Other frequent problems I see on both tear-offs and re-roofs include:

- Chimney problems not corrected before roofing. Have the chimney
inspected *before* roofing, and coordinate any repairs with both the
mason and roofer - you don't want end up seeing something like this:

http://www.joehallroofing.com/info/infofiles/cheap.jpg

which will require both masonry work (which can damage roofing) and
re-flashing (which will mean removing some newly installed shingles).

- Incorrect chimney flashings to masonry chimneys. In most areas of the
country the accepted industry best practice is "step flashing", a
series of individual flashings which extend underneath the shingles and
up the side of the chimney and are then covered with a "counter
flashing" that is set ("let in") to the mortar joints.

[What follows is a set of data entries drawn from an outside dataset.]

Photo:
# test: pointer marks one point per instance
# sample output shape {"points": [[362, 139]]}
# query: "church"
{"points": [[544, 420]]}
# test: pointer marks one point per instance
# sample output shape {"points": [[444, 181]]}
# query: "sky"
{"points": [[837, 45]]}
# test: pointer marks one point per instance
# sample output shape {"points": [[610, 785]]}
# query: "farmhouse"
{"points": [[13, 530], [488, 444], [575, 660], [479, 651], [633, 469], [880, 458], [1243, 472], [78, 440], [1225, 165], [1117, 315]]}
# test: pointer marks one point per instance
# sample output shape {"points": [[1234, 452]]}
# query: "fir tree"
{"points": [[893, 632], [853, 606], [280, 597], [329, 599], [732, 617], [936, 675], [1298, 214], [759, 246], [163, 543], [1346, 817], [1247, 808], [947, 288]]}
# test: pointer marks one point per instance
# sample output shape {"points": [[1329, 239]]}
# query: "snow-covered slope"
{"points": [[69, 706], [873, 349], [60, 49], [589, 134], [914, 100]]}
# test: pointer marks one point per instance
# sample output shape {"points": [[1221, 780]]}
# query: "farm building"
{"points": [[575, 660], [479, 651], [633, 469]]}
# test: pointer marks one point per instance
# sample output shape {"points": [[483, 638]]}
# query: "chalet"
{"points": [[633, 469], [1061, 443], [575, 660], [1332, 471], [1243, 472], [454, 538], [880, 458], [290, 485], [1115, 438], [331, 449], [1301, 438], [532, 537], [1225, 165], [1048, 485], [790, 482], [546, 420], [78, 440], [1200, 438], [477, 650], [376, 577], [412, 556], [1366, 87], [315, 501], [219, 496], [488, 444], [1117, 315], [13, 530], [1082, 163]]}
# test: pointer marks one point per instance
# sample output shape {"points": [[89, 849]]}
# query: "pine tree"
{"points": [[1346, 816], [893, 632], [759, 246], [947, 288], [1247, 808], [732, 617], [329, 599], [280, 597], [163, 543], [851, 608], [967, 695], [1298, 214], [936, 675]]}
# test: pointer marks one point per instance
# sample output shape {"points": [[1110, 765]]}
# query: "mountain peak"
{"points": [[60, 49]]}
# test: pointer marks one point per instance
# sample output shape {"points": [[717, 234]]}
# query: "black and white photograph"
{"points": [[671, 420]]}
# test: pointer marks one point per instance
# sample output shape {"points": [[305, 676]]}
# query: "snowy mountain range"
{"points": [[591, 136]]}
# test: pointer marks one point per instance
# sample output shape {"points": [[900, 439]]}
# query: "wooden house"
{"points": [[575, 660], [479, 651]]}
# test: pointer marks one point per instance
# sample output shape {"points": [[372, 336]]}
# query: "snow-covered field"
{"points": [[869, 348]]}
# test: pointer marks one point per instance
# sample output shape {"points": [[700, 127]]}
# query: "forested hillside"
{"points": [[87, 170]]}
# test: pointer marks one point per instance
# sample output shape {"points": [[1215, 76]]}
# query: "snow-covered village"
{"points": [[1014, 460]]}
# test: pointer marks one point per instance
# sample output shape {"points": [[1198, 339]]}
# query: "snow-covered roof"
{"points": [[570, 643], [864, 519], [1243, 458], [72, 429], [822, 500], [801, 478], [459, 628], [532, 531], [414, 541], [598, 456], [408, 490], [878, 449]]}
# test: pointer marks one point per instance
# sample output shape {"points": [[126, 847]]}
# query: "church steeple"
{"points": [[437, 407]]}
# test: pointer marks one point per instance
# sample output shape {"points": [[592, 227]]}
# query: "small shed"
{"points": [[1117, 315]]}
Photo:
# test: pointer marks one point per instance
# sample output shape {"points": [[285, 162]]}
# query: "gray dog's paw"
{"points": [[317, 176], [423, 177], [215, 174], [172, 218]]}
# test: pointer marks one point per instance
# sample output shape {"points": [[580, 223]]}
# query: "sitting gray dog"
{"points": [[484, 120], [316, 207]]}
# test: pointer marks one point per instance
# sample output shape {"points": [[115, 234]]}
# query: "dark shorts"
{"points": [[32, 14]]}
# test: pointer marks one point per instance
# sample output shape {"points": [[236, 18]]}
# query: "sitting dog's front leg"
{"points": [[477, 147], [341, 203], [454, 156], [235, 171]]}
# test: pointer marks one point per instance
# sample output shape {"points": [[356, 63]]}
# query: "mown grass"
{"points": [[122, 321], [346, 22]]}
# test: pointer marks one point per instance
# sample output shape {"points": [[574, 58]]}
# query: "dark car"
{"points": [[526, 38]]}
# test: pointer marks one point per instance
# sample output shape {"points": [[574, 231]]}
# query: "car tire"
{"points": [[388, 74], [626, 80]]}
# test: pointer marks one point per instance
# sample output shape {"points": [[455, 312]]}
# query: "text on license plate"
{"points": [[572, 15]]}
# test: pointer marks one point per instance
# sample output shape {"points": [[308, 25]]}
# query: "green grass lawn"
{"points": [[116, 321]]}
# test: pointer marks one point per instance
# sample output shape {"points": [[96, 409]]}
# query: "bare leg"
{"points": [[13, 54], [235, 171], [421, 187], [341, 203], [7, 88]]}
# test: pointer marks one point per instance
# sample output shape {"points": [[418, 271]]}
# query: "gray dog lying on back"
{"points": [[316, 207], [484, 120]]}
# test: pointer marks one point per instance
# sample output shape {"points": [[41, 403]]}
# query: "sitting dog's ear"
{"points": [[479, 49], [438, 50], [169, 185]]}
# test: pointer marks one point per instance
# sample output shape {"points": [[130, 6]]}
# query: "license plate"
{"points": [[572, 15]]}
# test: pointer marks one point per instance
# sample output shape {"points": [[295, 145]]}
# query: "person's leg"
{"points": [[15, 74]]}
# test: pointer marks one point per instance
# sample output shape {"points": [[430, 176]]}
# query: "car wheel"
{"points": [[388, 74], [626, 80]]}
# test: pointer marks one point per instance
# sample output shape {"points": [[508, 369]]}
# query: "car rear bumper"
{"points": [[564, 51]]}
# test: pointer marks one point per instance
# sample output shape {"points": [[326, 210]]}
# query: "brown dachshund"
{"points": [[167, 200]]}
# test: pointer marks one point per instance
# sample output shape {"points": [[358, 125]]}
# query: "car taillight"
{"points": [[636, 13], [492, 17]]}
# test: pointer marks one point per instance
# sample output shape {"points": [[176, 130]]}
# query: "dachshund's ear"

http://www.copper.org/applications/architecture/arch_dhb/flashings_copings/images/57.gif

There are other ways to properly flash a chimney, but what you do NOT
want to see is roofer's cement slobbered over a "flashing", it will
start cracking, often within a year:

http://www.homeevaluationservices.com/27.jpg

or worse yet, no flashing at all:

http://www.realestateinspectorsgroup.com/xsites/Inspectors/realestateinspectorsgroup/content/uploadedFiles/nochimneyflashing.jpg

- Incorrect flashing at dormer sides - generally if done properly
this is a step flashing (in this case, as seen before siding is
installed):

http://www.gfsprague.com/house_pics/flashing/dormer_intersection.jpg

junctions with other materials, such conventional stucco or EIFS, have
somewhat different flashing methods.

As you can see this flashing is difficult to inspect during a re-roof,
and one way to save money on a tear-off is to re-use instead of
replacing it.

- No kickouts on "blind" gutter ends. Big potential damage on this
one as you may be directing water into walls. "Easier to show you
than tell you":

http://www.nachi.org/forum/attachment.php?attachmentid=4288&d=1151175817

http://i74.photobucket.com/albums/i247/badstucco1/Stucco3.jpg

http://i74.photobucket.com/albums/i247/badstucco1/KOStoDetail2.jpg

- Gutters and downspouts not properly (re) installed and wetting
foundation. Use common sense here: the water should flow off the roof
and into the gutters, not overshoot them or flow between the gutter and
the structure, once in the gutters it should flow toward the downspouts
without over flowing the sides at any point, and once in the downspouts
it should exit at least 5' from the foundation at a location graded
such that the water does not flow back toward the foundation. If you
have any doubts, have the roofer direct a garden hose onto the roof
area in question, and watch the results.

Michael Thomas
Paragon Home Inspection, LLC
Chicago, IL
mdtATparagoninspectsDOTcom
eight47-721-0776


Posted by on July 12, 2006, 3:37 pm
be sure any rotten or bowed wood is replaced . if you got bad wood
the roof wont last.if it all looks bad,get all new wood on it. specify
30 year shingles by good manufacturer like corning .. around here they
stick on the cheepest tamco shingles because people just dont know the
difference. there is also a thick and thin tar paper , i go with the
thick. make sure the nails used are long enough to go all the way thru
the wood . get drip edge installed so the edges of the wood so it wont
rot on the edges. get new vents for the furnace, bathroom vent ect
installed.be sure to get enough roof vents put in,its a good time to add
more if they are needed..lucas

http://www.minibite.com/america/malone.htm


Posted by on July 12, 2006, 3:43 pm
have the old shingles and tar paper removed. a roof will last
alot longer by not putting shingles over old ones.if you have a v in the
roof,have metal flashing put there,then the shingles,ive seen roovers
just put tar paper in the v and later it leaks.